Do what you can repeat

22nd December 2008

It's a shame that some of life's most profound lessons can be such a pain in the ass.

By nature, I've tended to be one of those crazed 'try-anything-once' types, forever throwing myself into uncharted waters like a hyper-caffeinated lemming on a rain-slick precipice. (This is more fun than it sounds).

It isn't a great recipe for lasting success or happiness. The problem is our world and it's our pesky free market is so damn well adapted at, well, everything. Odds are, whatever you're doing has already been done, and a lot better, by a lot of other people.

So say you sell websites - like one of my companies does - and you want to start branching out and doing Flash corporate presentations (kind of like PowerPoint only interesting to watch). It looks like a good synergy - after all, both use graphic designers, Flash animators and general creative / tech wizardry that we have in abundance. What could possibly go wrong?

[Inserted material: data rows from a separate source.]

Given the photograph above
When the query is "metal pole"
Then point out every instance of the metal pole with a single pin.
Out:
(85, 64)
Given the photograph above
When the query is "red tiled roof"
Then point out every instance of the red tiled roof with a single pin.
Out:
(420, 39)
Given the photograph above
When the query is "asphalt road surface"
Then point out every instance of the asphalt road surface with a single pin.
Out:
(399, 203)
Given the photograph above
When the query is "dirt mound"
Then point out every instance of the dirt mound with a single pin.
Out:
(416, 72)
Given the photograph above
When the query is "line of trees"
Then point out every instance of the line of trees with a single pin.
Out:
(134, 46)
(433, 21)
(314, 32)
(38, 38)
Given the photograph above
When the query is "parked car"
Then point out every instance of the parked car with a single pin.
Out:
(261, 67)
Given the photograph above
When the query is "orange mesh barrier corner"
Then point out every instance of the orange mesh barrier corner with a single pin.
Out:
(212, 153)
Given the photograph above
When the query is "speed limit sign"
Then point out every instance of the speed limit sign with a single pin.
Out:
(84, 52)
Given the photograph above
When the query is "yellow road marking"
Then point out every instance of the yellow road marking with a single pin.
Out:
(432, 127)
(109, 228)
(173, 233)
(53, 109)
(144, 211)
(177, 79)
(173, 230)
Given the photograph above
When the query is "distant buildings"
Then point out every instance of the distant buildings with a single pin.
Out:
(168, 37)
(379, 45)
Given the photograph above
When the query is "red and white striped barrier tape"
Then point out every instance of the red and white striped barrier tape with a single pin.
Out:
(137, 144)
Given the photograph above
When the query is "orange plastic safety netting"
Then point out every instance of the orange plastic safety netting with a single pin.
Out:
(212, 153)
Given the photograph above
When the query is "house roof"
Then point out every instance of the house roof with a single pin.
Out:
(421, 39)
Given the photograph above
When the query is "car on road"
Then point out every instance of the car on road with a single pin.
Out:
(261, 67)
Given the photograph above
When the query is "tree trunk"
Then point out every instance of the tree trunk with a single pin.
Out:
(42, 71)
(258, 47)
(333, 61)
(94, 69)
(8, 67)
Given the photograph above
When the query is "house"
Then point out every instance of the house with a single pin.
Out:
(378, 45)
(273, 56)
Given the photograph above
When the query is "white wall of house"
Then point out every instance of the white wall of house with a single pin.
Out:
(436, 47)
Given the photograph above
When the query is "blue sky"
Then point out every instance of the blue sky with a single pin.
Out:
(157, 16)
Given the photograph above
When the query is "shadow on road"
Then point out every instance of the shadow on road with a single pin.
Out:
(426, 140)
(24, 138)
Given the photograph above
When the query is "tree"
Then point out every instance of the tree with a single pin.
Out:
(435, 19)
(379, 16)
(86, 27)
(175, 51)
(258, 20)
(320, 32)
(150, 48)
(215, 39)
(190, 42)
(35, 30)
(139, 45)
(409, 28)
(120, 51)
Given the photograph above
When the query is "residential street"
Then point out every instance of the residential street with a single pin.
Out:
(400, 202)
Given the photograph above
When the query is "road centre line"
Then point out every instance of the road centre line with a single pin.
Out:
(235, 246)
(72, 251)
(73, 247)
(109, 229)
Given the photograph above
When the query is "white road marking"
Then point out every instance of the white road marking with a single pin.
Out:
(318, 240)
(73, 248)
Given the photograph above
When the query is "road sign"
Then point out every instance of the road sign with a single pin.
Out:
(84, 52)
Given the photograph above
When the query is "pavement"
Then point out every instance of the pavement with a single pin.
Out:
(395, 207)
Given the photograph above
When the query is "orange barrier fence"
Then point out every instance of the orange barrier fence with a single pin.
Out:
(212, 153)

The problem is simple. Look at building content managed websites - something we've done a hundred billion times over the last 7 years. We've learnt the quirks. We know to allow 60% of our time for the client delivering content late, and the other 60% for making the site work in Internet-bastard-Explorer. We know that if you don't ask for the web hosting details when you start, that you'll delay launch by 3 months when you need them at the end, and that'll become your fault. We're rarely even surprised when someone hands us the text for their webpages - in Microsoft Excel.

But Flash presentations are a different story. Every problem was unexpected, and without enough experience it was hard for us to truly excel - we didn't fully understand the parameters for doing a great job. So we learnt as we went along, and it was painful - for us and our clients.

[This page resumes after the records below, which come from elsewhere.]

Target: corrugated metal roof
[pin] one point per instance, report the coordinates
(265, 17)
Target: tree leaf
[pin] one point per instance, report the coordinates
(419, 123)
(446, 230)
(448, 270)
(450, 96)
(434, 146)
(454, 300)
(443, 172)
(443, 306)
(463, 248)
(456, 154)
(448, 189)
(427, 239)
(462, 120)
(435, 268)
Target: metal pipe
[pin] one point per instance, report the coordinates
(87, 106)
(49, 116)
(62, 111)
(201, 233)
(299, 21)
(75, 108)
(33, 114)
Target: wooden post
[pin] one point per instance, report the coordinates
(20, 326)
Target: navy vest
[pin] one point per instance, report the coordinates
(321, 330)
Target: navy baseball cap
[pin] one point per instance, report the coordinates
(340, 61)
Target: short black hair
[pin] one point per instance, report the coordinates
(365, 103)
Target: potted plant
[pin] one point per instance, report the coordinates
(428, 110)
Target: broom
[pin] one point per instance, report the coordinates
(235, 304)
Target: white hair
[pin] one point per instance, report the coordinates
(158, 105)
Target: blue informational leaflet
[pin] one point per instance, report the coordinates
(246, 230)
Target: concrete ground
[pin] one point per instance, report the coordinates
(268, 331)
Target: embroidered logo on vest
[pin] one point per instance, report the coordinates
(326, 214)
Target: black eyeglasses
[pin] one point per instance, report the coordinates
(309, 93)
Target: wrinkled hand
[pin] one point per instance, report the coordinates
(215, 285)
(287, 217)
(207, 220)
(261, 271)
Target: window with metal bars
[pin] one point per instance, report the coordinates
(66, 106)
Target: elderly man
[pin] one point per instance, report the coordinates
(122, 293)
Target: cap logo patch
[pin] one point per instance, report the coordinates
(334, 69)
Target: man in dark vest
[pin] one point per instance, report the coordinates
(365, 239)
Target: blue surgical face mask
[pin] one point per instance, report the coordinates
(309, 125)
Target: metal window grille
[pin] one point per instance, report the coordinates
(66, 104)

As time passed, and we repeated the experience with more projects. As we did, we got better, but still not up to the standard of our bread-and-butter work. And so it continued, each improvement slow and painfully hard fought. Ultimately we stopped doing them entirely.

The problem is there are whole companies that spend their days doing nothing more than this. Their staff probably read Flash Corporate Presentation Weekly. They almost certainly have a hugely refined process they take all their customers through, with pretty flowcharts and presentation slides, that took them years to perfect. They've probably got 10 man-years minimum of experience at that one thing. Compared with our part-time 2 months.

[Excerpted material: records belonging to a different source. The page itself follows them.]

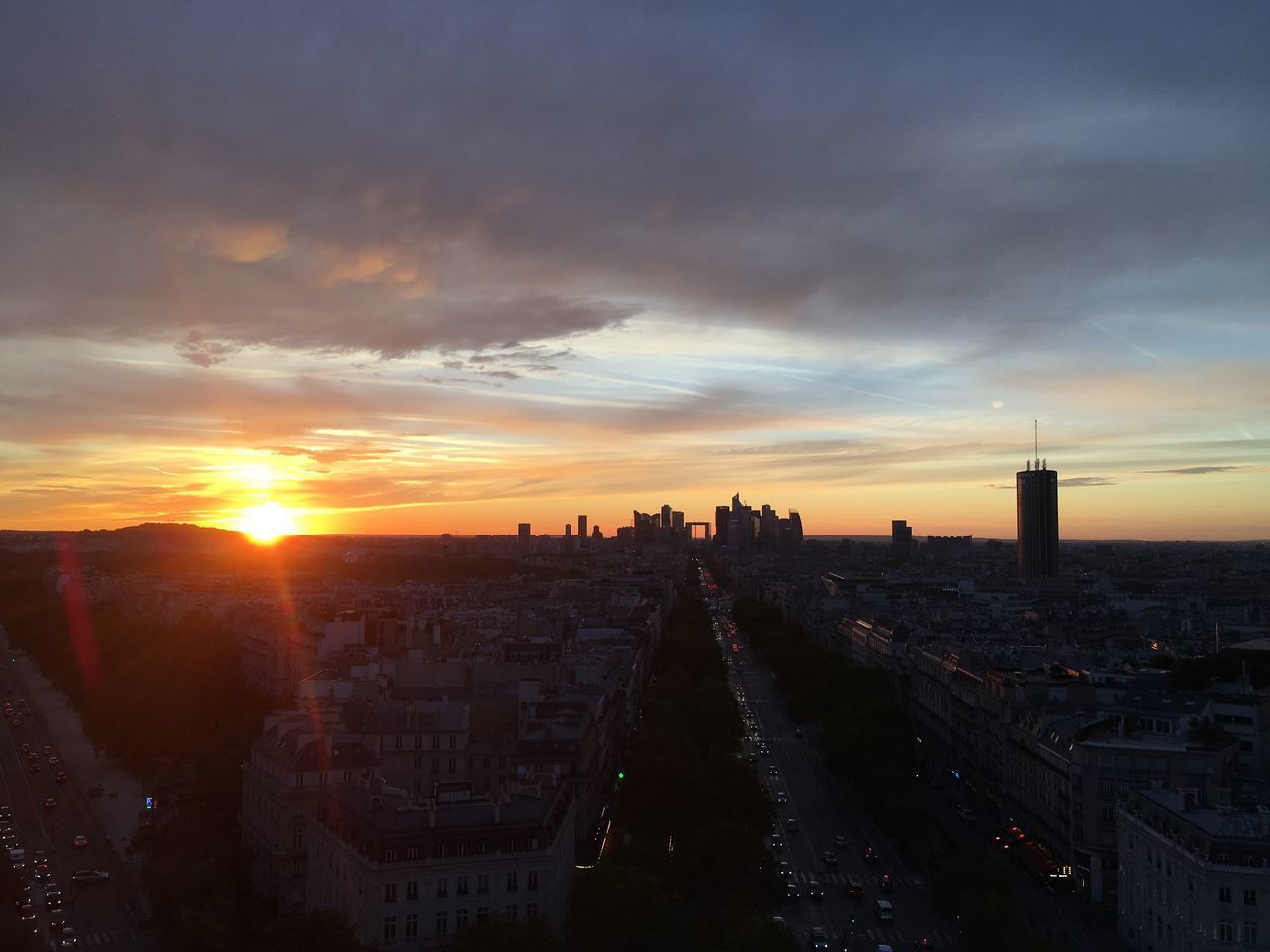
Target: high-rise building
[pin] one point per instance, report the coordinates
(901, 538)
(1037, 495)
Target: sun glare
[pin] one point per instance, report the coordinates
(266, 524)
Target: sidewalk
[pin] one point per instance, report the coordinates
(119, 815)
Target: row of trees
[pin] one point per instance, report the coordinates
(867, 737)
(691, 870)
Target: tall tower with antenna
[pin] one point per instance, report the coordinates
(1037, 499)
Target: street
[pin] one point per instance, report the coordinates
(100, 912)
(822, 812)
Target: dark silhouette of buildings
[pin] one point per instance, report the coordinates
(1037, 490)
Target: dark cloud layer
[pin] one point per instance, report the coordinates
(400, 177)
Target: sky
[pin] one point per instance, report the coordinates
(445, 267)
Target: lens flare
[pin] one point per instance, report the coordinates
(266, 524)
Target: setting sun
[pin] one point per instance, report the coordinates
(266, 524)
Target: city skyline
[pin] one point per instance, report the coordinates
(356, 272)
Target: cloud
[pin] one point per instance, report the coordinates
(1075, 481)
(1197, 470)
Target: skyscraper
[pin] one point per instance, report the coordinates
(1037, 492)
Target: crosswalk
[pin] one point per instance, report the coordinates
(839, 879)
(107, 938)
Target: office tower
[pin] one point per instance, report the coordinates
(901, 538)
(795, 527)
(1037, 495)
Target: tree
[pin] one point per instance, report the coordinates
(616, 907)
(503, 934)
(322, 930)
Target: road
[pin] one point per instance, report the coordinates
(824, 811)
(102, 914)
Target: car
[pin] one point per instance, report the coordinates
(855, 888)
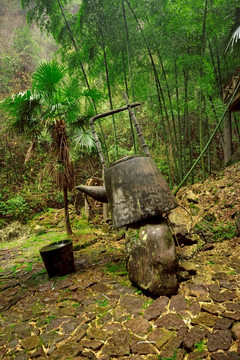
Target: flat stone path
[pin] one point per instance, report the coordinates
(96, 313)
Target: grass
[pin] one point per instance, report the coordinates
(116, 269)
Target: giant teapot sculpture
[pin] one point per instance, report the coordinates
(134, 187)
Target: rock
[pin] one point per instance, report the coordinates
(178, 303)
(193, 337)
(170, 321)
(223, 324)
(151, 259)
(212, 308)
(191, 197)
(117, 344)
(131, 304)
(156, 309)
(223, 296)
(197, 290)
(219, 340)
(92, 344)
(138, 326)
(160, 337)
(196, 355)
(30, 342)
(142, 347)
(204, 319)
(180, 225)
(236, 330)
(171, 348)
(188, 266)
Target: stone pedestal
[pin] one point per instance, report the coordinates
(151, 259)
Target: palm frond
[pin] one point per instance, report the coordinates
(93, 94)
(84, 139)
(22, 110)
(47, 76)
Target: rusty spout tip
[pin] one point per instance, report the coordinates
(96, 192)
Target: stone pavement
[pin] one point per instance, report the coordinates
(95, 313)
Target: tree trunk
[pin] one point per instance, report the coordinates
(67, 221)
(109, 94)
(227, 147)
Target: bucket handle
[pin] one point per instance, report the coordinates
(111, 112)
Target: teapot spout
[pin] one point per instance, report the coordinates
(96, 192)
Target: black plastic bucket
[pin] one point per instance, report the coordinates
(58, 258)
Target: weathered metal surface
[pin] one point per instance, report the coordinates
(96, 192)
(136, 190)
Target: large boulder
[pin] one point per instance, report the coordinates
(151, 259)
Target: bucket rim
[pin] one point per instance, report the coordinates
(127, 158)
(55, 245)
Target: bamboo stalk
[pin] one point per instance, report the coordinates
(209, 140)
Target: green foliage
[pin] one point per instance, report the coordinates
(116, 269)
(201, 346)
(174, 357)
(16, 207)
(224, 232)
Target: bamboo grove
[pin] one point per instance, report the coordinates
(172, 56)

There are always vastly more opportunities available for doing work - even good work. But to truly compete and succeed, you need to be doing excellent work. To do excellent work takes a lot of time, money, blood, sweat, tears, teeth and occasional hair loss. Yet somehow small businesses - perhaps from an eagerness to expand - endlessly fall into the trap of diversifying themselves out of existence.

Of course I'm particularly guilty of this crime, and I've got the scars to prove it. I think it ran against my baser instincts at first, but turning work away because it's not our focus may be the most empowering skill I've learnt so far.

Learning it is a pain in the ass though.

Cliff edge

Odds are, whatever you're doing has already been done, and a lot better, by a lot of other people.